Thursday, February 21, 2008

STAGFLATION MAY BE BACK

We are all aware of the definitions of inflation and deflation, price increases and decreases over time; however, there is another 'flation, stagflation, which many college students today are not familiar with, but those who lived through the 1970s wish they could forget. Stagflation is made up of two words, stagnation and inflation. The stagnation refers to a stagnating economy, in other words one in which there is slow or no growth. That is combined with inflation to form stagflation, a period of slow or no growth and rising prices, an unpleasant combination that the United States has been happy to avoid for decades, but one that may be happening again right now.

From The New York Times:

Lately, many people are hearing an echo — faintly perhaps but distinctly audible — of the stagflation of the 1970s.

Even as economic growth sags, oil and gasoline prices are surging to new heights. Gold is on the rise, along with the prices of such basic commodities as wheat and steel. And on Wednesday, with the latest government report on consumer prices, there are signs that overall inflation, after years of only modest increases, may be breaking out of its box.

“They are cutting rates with a bill to be paid later," said John Ryding, chief United States economist at Bear Stearns. “The question is not, will we get inflation, but how much will it cost to stuff the genie back in the bottle. This has the feel of 1970s stagflation.”

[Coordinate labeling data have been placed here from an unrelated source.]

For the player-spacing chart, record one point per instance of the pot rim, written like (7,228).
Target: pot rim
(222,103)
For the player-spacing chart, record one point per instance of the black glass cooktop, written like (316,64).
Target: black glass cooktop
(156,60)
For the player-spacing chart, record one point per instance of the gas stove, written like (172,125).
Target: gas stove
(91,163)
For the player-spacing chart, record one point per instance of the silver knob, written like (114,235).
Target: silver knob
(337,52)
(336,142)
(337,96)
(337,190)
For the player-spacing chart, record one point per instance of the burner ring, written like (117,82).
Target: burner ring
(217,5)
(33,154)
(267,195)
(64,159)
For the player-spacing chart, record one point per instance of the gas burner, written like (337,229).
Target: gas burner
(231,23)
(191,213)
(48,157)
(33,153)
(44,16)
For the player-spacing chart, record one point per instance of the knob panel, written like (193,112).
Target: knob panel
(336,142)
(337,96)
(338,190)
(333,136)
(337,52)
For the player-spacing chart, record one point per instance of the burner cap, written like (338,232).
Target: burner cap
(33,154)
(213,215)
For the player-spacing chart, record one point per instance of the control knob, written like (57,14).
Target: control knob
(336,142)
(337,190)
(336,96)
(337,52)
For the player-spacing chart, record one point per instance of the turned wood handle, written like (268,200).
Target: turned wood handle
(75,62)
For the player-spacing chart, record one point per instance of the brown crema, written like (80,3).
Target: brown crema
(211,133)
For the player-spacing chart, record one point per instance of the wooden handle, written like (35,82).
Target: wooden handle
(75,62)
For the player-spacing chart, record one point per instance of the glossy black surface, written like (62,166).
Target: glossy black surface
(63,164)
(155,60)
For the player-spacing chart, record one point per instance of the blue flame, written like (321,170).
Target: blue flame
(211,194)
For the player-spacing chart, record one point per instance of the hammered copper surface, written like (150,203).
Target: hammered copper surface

Over the last 12 months, consumer prices are up 4.3 percent on average, according to the Labor Department. The core index of consumer price inflation, which excludes food and oil, was 2.5 percent higher in January than a year earlier, significantly above the Fed’s unofficial comfort zone of a 1 to 2 percent underlying inflation rate. That’s a far cry from the double-digit inflation rates that battered the economy at times in the 1970s, but still worrisome.